La parole ayant été donnée, après les conclusions, à la SARL Thouvenin, Coudray, Grévy, avocat de M. C....
Considérant ce qui suit :
1. Il ressort des pièces du dossier soumis aux juges du fond que M. C... a été reconnu par la commission de médiation de l'Isère, le 3 octobre 2022, comme prioritaire et devant être hébergé en urgence. Il a introduit un recours le 11 janvier 2023 auprès du tribunal administratif de Grenoble, sur le fondement des dispositions du premier alinéa du I de l'article L. 441-2-3-1 du code de la construction et de l'habitation, afin qu'il soit enjoint à l'Etat d'assurer son hébergement. Il a reçu le 2 février 2023, en cours d'instance, une proposition d'hébergement d'urgence, qu'il a refusée. Par une ordonnance n° 2300161 du 13 mars 2023, le président du tribunal administratif a enjoint au préfet de l'Isère d'assurer son hébergement avant le 30 avril 2023, sous astreinte de 500 euros par jour de retard, puis, par une ordonnance du 30 mai 2023, contre laquelle M. C... se pourvoit en cassation, a, à la demande du préfet de l'Isère, jugé qu'il n'y avait pas lieu de procéder à la liquidation de cette astreinte.
2. Aux termes de l'article L. 441-2-3-1 du code de la construction et de l'habitation : " (...) Le président du tribunal administratif ou le magistrat qu'il désigne, lorsqu'il constate que la demande a été reconnue comme prioritaire par la commission de médiation et doit être satisfaite d'urgence et que n'a pas été offert au demandeur un logement tenant compte de ses besoins et de ses capacités, ordonne le logement ou le relogement de celui-ci par l'Etat et peut assortir son injonction d'une astreinte ".

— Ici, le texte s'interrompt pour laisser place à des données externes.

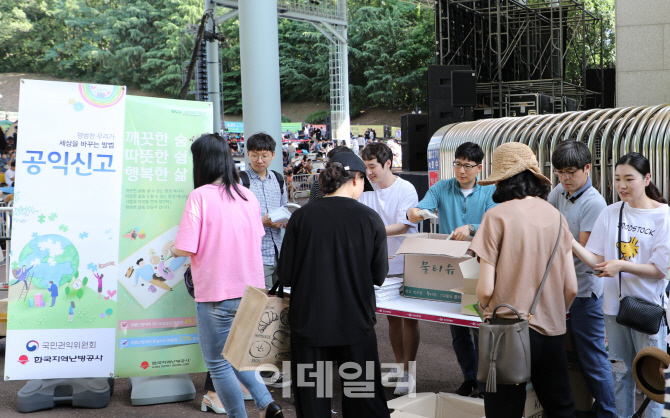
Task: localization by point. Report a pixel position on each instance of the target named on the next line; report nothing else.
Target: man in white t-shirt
(10, 175)
(391, 199)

3. Il ressort des termes de l'ordonnance attaquée que pour juger qu'il n'y avait pas lieu de procéder à la liquidation de l'astreinte prononcée par l'ordonnance du 13 mars 2023, le président du tribunal administratif s'est fondé sur la circonstance que M. C... n'avait pas donné suite à la proposition d'hébergement qui lui avait été adressée le 2 février 2023. En retenant ce motif, qui méconnaît les termes mêmes du dispositif de l'ordonnance du 13 mars 2023, reconnaissant, à cette date, l'existence d'une obligation d'hébergement incombant à l'Etat, il a entaché son ordonnance d'une erreur de droit.
4. Il suit de là que, sans qu'il soit besoin de se prononcer sur les autres moyens de son pourvoi, M. C... est fondé à demander l'annulation de l'ordonnance attaquée, en tant qu'elle se prononce sur la demande du préfet de l'Isère et en tant qu'elle rejette ses conclusions présentées au titre des articles L. 761-1 du code de justice administrative et 37 de la loi du 10 juillet 1991.

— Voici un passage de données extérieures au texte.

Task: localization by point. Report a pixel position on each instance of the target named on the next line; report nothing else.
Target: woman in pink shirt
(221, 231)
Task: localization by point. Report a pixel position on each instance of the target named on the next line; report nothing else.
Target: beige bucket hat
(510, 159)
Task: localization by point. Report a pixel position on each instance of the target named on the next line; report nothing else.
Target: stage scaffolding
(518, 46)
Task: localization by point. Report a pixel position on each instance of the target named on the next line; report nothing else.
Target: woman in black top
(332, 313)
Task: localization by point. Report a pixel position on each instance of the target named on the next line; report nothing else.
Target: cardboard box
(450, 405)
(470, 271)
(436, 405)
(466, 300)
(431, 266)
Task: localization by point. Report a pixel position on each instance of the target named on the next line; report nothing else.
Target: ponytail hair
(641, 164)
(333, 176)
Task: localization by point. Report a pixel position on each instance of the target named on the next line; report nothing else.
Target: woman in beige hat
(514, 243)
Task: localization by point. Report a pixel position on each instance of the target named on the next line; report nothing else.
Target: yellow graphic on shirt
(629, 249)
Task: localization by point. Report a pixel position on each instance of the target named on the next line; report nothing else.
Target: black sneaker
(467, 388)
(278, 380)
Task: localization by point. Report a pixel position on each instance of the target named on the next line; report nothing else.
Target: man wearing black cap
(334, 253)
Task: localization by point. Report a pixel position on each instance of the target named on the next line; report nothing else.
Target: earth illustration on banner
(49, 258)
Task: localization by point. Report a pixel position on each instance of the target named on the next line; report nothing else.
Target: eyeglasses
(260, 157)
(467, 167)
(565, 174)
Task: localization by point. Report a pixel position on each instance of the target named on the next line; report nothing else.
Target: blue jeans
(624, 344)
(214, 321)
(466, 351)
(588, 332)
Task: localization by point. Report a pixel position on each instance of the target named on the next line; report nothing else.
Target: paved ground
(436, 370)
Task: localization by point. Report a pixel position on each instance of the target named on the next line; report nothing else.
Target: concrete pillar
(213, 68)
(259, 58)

5. Il y a lieu, dans les circonstances de l'espèce, de régler dans cette mesure l'affaire au fond en application des dispositions de l'article L. 821-2 du code de justice administrative.

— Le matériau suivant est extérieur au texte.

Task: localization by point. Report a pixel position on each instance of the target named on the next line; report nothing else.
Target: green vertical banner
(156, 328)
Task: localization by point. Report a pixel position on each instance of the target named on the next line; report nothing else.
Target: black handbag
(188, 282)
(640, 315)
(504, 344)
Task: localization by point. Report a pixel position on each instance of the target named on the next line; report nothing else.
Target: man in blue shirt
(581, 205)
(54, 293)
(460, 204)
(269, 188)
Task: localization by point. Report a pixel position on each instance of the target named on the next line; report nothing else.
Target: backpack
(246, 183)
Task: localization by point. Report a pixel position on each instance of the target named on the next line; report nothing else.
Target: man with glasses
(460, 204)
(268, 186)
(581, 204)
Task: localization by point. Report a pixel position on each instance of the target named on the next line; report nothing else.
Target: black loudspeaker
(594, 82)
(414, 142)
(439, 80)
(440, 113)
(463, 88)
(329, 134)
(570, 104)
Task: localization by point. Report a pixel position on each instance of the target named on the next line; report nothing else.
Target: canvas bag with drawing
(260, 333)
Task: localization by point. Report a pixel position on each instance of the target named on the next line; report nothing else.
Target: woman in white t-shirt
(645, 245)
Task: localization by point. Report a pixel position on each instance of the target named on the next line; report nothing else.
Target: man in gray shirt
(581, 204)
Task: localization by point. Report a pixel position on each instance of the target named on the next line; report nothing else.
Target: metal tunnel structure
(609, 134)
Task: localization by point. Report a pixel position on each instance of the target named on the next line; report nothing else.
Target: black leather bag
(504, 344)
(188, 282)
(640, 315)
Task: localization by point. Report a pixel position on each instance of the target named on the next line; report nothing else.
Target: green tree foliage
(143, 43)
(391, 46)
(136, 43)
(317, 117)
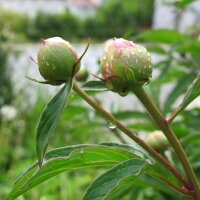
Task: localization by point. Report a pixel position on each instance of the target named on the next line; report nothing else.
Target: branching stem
(108, 116)
(167, 130)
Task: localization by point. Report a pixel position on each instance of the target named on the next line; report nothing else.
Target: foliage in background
(109, 20)
(179, 65)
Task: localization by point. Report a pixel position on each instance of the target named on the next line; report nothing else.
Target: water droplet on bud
(81, 151)
(111, 126)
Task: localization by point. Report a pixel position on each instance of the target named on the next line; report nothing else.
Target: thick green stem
(129, 133)
(164, 126)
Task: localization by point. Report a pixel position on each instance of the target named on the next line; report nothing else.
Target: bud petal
(57, 60)
(125, 65)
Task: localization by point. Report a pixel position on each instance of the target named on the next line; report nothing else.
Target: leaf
(179, 88)
(104, 184)
(69, 158)
(49, 120)
(192, 93)
(162, 36)
(121, 175)
(96, 86)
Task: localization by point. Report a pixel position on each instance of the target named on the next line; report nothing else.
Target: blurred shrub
(49, 25)
(5, 82)
(14, 26)
(116, 19)
(113, 18)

6. Par l'ordonnance n° 2300161 du 13 mars 2023 précitée, notifiée le même jour, le tribunal administratif a prononcé une astreinte de 500 euros par mois de retard, destinée au fonds national d'accompagnement vers et dans le logement, en application de l'article L. 441-2-3-1 du code de la construction et de l'habitation, si le préfet de l'Isère ne justifiait pas avoir, à compter du 1er mai 2023, exécuté l'injonction qui lui était faite par cette décision d'assurer l'hébergement de M. C.... Il ne résulte pas de l'instruction que cette injonction ait été exécutée, à la date de la présente décision, par une offre d'hébergement postérieure au 13 mars 2023. La demande par laquelle le préfet de l'Isère demandait, devant le tribunal administratif de Grenoble qu'il soit procédé à la liquidation définitive de l'astreinte eu égard à l'exécution du jugement du 13 mars 2023 avant même la date à partir de laquelle l'astreinte était due, doit dès lors être rejetée.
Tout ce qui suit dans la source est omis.